İlk yıllar 15 gün de bir çıkan GAPGündemi, belli bir süre sonra yayınını günlük olarak sürdürmeye başlayınca, bireysel sorumluluklarımız da artmış oldu böylece. Daha fazla yazma, daha çok zaman ayırma ile birlikte, yazar kadrosunda da bir genişlemeye gidildi.

Naçizane, GAPGünemi Gazetesi'ni yerel bir gazete olarak değil de daha çok entelektüel bakış açısı olan bir yayın organı, bir okul olarak gördüm hep. Çünkü Gazete'nin gerek yayın çizgisi ve gerekse Gazete'de yazan kalemlerin profiline baktığımızda bunu görmek mümkün. Burada yazan bütün kalemlerin, ulusal dergi ve gazetelerde yazabilecek seviyede kalemlerden oluştuğunu görürsünüz. Gazeteyi çıkarmadan önce yaptığımız toplantıya davet ettiğimiz ve fikir alışverişinde bulunduğumuz arkadaşların da düşünsel ve bilgi düzeyi anlamında bu yapıda olduklarını rahatlıkla söyleyebiliriz. Birçok arkadaşın Gazete'ye yazmasından sonra birçok kitaba imza atarken, birçok arkadaş da daha öncesinden başlamak üzere Urfa ve çeşitli konularda kitaplar çıkararak Urfa Kültür Hayatına önemli katkılar sağlamışlardır.

Gerek Urfa'nın sorunları ve gerekse Türkiye/İslam Alemi'nin sorunları, Gazete'de yazan kalemler tarafından en ince detayına kadar entelektüel bir bakış açısı içerisinde incelenmiştir. Denebilir ki, getirilen yorum ve cevaplar, ulusal yayın organlarını bile kıskandıracak seviyede olduğu rahatlıkla söylenebilir. Çünkü Gazete'nin yakınında duran arkadaşlar, bir derdi olan arkadaşlardan oluşuyor. Öyle ki, Suriye iç savaşı başladığından beri Türkiye'ye göç eden Suriyeli Entelektüeller'le yakın temas içerisine girişilerek, Bölgemizin ve İslam Dünyası'nın sorunları hep gündemde tutulmuştur.
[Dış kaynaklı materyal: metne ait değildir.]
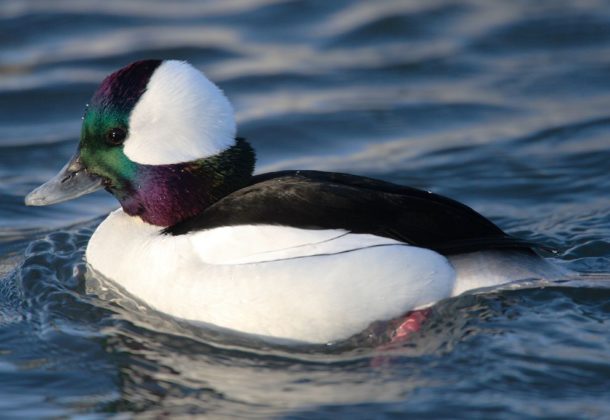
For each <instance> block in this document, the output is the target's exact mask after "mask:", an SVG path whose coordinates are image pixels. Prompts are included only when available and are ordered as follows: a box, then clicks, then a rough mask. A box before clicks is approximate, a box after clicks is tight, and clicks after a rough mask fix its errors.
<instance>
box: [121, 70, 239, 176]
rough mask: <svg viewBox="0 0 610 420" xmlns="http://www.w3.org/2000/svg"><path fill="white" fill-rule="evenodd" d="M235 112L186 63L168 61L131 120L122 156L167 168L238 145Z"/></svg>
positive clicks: (210, 83) (207, 83)
mask: <svg viewBox="0 0 610 420" xmlns="http://www.w3.org/2000/svg"><path fill="white" fill-rule="evenodd" d="M235 134H236V126H235V118H234V115H233V108H232V107H231V104H230V103H229V100H228V99H227V98H226V97H225V95H224V94H223V93H222V91H221V90H220V89H219V88H218V87H217V86H216V85H215V84H214V83H212V82H210V81H209V80H208V79H207V78H206V77H205V76H204V75H203V73H201V72H200V71H198V70H197V69H195V68H194V67H193V66H191V65H190V64H188V63H186V62H183V61H174V60H170V61H164V62H163V63H162V64H161V65H160V66H159V67H158V68H157V69H156V70H155V72H154V73H153V75H152V77H151V78H150V80H149V82H148V86H147V88H146V92H144V94H143V95H142V97H141V98H140V100H139V101H138V103H137V104H136V106H135V107H134V109H133V110H132V112H131V115H130V118H129V135H128V138H127V140H126V141H125V146H124V152H125V155H127V157H128V158H129V159H131V160H132V161H134V162H137V163H142V164H148V165H163V164H172V163H180V162H188V161H192V160H195V159H200V158H203V157H207V156H211V155H215V154H217V153H219V152H221V151H223V150H226V149H227V148H228V147H230V146H232V145H233V144H234V143H235Z"/></svg>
TYB Urfa Şubesi ile birlikte toplantılar, temaslar, programlar bu çerçevede ele alınmıştır. Çeşitli programlar, değişik ortamlarda düzenlenerek çıkış yolları üretilmeye çalışılmıştır.
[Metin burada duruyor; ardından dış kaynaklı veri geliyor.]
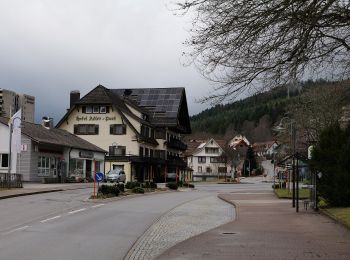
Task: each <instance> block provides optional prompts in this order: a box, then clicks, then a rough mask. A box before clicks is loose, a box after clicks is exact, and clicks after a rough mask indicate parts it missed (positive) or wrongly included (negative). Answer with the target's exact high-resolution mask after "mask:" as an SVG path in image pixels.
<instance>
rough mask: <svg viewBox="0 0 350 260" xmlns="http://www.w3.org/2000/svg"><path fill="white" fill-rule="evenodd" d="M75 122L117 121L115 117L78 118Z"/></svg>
mask: <svg viewBox="0 0 350 260" xmlns="http://www.w3.org/2000/svg"><path fill="white" fill-rule="evenodd" d="M75 120H77V121H78V122H79V121H106V122H108V121H113V120H116V117H115V116H77V117H76V118H75Z"/></svg>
Bu anlamda değerlendirildiğinde GAPGündemi'nin, yerel bir gazeteden öte anlamlar içerdiği görülecektir. Bir okul, bir düşünce ve inanç platformudur dersek yeridir. Buradan hareketle düşünce ve siyaset perspektifinde değerlendirildiğinde -ki öyle görmek gerek-, Gazete'nin yerel bir gazete anlayışından çok, toplum içinde sürekli hareket halinde olan, toplumu toparlayan/dönüştüren/dinamizm kazandıran bir STK gibi, bir ÖNCÜ HAREKET gibi davranışlar içinde olduğu görülecektir. Bu yönüyle haber peşinde koşan değil, bilakis kendisi habere konu olabilecek eylemler gösteren gazete mesabesindedir. Gazete'ye bu zaviyeden bakıldığında, bir şehir için, bir toplum için hakikaten Gazete'nin ne denli önemli olduğu GAPGündemi'nin yayın çizgisiyle ortaya çıkmış oluyor.
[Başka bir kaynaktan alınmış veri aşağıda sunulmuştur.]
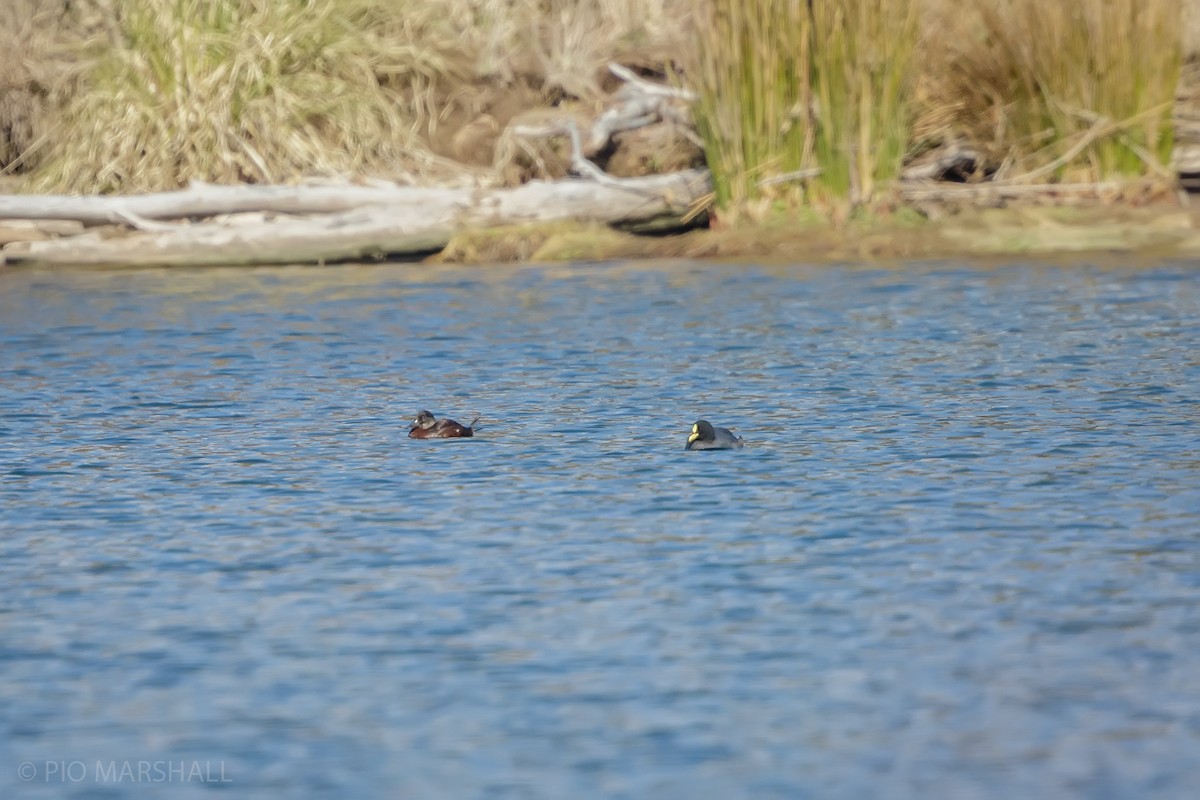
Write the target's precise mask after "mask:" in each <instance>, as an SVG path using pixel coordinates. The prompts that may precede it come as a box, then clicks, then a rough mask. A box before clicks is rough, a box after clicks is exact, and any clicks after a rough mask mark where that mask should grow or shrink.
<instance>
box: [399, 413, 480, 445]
mask: <svg viewBox="0 0 1200 800" xmlns="http://www.w3.org/2000/svg"><path fill="white" fill-rule="evenodd" d="M476 422H479V415H478V414H476V415H475V419H474V420H472V421H470V425H460V423H458V422H455V421H454V420H439V419H437V417H436V416H433V414H432V413H430V411H421V413H420V414H418V415H416V419H415V420H413V423H412V425H409V426H408V438H409V439H462V438H466V437H473V435H475V423H476Z"/></svg>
Öte yandan, bir gazete için Yazar Kadrosu'nun da ne kadar önemli olduğu gerçeği, GAPGündemi'nin Yazar Kadrosu'na bakarak anlamak mümkün. Evet, GAPGündemi'nin Yazar Kadrosu, sıradan bir kadro olmamıştır. Her biri kendi sahasında önemli sayılabilecek eserler ortaya koyarken, aynı zamanda toplum içinde çeşitli alanlarda yapıp-ettikleri ile kendini kanıtlamış isimlerden oluşmuştur. Burada o isimleri tekrar etmek istemiyorum. Siz kıymetli okuyucular, bunları biliyorsunuz zaten.

GAPGündemi, kurulduğu ilk günden bugüne yayın çizgisini değiştirmeden, entelektüel birikimini yerel gazetecilikle birleştirerek haberler üretmiş, bu alanda bir okul olmuş olmaya da devam etmektedir.